Hipokalsemia juga relative sering pada pasien postoperative dan pasien penyakit kritis dan
mungkin mempunyai konsekuensi yang merugikan. Sangat mungkin bahwa kebanyakan
pasien sakit kritis berada dalam keseimbangan kalsium yang negatif, ketika imobilisasi,
diterapi dengan hemofiltrasi venovenous berbasis sitrat untuk injuri ginjal akut, dan lain
sebagainya. Kekurangan kalsium dapat menyebabkan pengeroposan tulang yang bertahap.
Hipokalsemia, bahkan ketika disesuaikan untuk hipoalbuminemia, dan yang dihasilkan dari
pergeseran kalsium ekstra ke intraseluler dan hypovitaminosis D, mungkin berhubungan
dengan penyakit kritis neuro dan miopati. Kalsium sulit untuk dimasukkan dalam (alkali)
cairan, karena mudah menjadi tidak larut.

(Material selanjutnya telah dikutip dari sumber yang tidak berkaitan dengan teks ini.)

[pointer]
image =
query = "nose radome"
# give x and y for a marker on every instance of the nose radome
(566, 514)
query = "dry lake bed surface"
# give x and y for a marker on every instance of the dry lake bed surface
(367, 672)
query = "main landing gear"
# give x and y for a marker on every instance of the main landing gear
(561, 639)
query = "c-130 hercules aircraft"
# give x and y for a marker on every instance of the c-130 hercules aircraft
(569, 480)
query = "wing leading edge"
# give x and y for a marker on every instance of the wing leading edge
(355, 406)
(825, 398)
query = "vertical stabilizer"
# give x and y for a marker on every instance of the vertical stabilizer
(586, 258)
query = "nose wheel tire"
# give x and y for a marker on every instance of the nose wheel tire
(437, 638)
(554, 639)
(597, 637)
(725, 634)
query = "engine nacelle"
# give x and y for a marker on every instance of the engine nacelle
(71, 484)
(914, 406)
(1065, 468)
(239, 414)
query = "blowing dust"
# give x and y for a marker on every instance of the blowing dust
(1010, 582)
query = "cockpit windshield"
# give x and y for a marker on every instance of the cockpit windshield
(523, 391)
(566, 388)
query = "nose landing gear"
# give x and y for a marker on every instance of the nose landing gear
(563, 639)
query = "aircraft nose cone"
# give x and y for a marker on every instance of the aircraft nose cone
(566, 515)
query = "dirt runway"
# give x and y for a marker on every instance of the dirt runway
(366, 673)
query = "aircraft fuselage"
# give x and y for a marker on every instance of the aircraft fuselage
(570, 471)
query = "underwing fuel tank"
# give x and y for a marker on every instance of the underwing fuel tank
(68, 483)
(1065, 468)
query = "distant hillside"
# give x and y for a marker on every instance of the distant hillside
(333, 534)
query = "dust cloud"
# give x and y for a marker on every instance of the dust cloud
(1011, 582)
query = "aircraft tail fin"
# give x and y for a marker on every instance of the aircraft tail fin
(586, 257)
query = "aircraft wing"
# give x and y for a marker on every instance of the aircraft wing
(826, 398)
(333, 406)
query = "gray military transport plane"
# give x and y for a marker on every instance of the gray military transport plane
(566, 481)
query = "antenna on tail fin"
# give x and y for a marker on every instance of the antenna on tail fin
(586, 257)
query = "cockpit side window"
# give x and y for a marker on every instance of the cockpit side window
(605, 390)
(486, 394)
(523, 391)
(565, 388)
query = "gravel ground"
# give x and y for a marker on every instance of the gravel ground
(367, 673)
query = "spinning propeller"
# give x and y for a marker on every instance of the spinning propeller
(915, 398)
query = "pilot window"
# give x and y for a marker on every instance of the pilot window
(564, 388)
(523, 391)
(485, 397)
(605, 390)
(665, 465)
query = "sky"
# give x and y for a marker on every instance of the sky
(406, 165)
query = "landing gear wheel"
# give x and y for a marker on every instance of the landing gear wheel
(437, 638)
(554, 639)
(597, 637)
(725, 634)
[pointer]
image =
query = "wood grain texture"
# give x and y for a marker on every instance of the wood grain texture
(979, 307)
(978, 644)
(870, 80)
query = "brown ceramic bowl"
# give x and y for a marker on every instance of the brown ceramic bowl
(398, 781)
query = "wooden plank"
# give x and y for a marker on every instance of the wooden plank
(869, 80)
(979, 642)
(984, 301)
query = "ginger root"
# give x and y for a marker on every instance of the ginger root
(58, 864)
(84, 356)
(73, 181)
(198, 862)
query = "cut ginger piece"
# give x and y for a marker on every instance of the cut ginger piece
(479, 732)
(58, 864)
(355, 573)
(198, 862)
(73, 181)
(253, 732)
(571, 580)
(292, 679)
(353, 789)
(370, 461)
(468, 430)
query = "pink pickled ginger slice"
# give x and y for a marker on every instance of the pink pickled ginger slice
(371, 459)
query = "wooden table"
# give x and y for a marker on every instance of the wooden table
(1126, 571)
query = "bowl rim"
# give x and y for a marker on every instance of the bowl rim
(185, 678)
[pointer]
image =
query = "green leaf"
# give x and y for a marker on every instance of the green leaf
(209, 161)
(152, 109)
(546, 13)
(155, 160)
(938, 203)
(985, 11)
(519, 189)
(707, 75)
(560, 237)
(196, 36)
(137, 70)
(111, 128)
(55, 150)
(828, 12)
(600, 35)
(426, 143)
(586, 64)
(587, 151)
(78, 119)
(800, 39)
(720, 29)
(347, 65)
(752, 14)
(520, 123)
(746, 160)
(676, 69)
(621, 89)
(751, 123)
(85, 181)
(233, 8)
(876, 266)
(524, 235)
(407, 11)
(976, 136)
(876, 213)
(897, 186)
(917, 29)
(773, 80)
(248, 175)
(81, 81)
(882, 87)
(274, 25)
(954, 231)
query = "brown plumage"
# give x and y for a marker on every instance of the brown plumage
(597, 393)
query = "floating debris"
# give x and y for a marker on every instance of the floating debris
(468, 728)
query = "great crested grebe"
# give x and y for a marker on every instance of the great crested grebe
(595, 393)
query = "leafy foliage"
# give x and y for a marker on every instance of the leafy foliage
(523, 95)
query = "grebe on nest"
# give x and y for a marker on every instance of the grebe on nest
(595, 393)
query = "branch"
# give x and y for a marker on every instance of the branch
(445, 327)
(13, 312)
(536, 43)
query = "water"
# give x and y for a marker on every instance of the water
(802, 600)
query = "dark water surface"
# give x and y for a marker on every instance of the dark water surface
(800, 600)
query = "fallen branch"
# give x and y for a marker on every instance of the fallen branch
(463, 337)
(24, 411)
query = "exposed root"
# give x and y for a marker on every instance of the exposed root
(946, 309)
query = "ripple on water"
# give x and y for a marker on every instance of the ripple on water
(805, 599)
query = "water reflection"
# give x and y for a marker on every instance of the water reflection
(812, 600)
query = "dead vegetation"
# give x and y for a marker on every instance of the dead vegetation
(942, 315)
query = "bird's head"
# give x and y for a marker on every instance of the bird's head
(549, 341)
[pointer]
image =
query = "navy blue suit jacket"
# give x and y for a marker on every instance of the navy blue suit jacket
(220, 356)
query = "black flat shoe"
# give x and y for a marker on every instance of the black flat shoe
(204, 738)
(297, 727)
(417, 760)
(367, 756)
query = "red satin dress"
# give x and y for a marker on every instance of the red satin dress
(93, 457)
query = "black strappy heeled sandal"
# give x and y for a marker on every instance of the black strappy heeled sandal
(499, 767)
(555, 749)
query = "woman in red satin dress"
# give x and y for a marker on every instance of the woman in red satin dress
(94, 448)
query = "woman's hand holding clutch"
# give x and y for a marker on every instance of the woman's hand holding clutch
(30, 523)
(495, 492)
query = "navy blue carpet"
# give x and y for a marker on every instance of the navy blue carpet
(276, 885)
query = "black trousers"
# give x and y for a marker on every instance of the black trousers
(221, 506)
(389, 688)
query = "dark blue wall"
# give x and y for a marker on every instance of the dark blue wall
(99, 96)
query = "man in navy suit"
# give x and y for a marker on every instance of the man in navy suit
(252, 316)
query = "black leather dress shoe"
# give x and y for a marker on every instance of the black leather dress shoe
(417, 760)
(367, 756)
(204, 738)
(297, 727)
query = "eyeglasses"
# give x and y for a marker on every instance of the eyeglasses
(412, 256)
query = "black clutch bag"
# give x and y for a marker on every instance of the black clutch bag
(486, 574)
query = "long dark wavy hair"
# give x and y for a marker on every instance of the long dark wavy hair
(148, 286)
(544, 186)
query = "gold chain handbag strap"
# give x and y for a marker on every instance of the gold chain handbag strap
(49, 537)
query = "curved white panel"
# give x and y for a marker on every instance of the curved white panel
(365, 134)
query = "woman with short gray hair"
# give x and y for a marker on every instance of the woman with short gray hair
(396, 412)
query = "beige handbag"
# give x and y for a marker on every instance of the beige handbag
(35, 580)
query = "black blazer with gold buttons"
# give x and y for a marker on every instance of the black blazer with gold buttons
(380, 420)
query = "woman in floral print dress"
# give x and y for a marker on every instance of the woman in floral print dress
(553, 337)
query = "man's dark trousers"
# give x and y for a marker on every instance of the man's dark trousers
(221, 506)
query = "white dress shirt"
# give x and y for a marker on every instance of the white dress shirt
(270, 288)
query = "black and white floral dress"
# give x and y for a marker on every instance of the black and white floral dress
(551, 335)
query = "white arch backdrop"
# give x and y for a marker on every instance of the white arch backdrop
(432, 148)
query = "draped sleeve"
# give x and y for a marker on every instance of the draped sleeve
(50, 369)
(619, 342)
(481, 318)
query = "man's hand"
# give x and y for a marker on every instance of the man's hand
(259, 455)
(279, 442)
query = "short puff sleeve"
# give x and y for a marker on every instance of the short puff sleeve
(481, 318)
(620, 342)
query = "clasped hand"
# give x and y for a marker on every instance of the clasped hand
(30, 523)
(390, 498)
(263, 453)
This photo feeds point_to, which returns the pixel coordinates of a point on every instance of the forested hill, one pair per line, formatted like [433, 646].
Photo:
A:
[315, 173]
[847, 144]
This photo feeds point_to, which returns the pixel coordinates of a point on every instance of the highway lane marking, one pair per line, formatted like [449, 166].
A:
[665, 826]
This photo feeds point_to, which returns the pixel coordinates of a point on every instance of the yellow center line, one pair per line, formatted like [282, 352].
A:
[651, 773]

Terapi pengganti ginjal lanjutan adalah baik diketahui sebagai factor resiko hipofosfatemia
pada penyakit kritis. Yang terakhir juga menjadi fitur dari pemberian makanan berulang dan
hypophosphatemia demikian relatif sering ditemui pada pasien sakit kritis (dengan dan tanpa
kegagalan ginjal). Hipofosfatemia berhubungan dengan kelemahan otot dan kebutuhan
ventilator mekanik yang lebih lama, dan oleh karena itumembutuhkan pencegahan dan
koreksi dengan cairan natrium-kalium-fosfat, lebih dipilih melalui infuse berkelanjutan.
Sekarang, cairan pengganti yang mengandung fosfat mencegah hipofosfatemia selama terapi
pengganti ginjal berkelanjutan.
Kesimpulan
Cairan kristaloid adalah cairan yang dipilih untuk mengisi dan menjaga volume plasma pada
pasien yang dirawat di RS dengan hipovolemia atau shock, walaupun volume relatif besar
harus diberikan untuk meningkatkan sirkulasi volume plasma dan pengiriman oksigen
jaringan. Pemberian kristaloid terlalu banyak meningkatkan resiko overload cairan dengan
hipernatremia, edema perifer dan pulmonal, dan sindrom kompartemen. Oleh karena itu,
resusitasi yang kurang dan terlalu berlebihan seharusnya dihindari dengan pengawasan yang
hati-hati. Bukti bahwa cairan yang seimbang lebih unggul, khususnya dalam membantu
mencegah kerusakan ginjal akut dan ketika isotonic, untuk yang tidak seimbang meningkat.

Cairan hipotonik secara umum merupakan kontraindikasi pada kondisi dengan atau beresiko
edema serebral. Pada fase pemeliharaan dengan infuse cairan non oral, cairan yang lebih
menyerupai komposisi air plasma daripada normal saline juga direkomendasikan. Kami
akhirnya menyarankan pengobatan dengan dipandu natrium serum dengan salin hipertonik
untuk edema serebral refrakter dengan mannitol dan hipertensi intrakranial.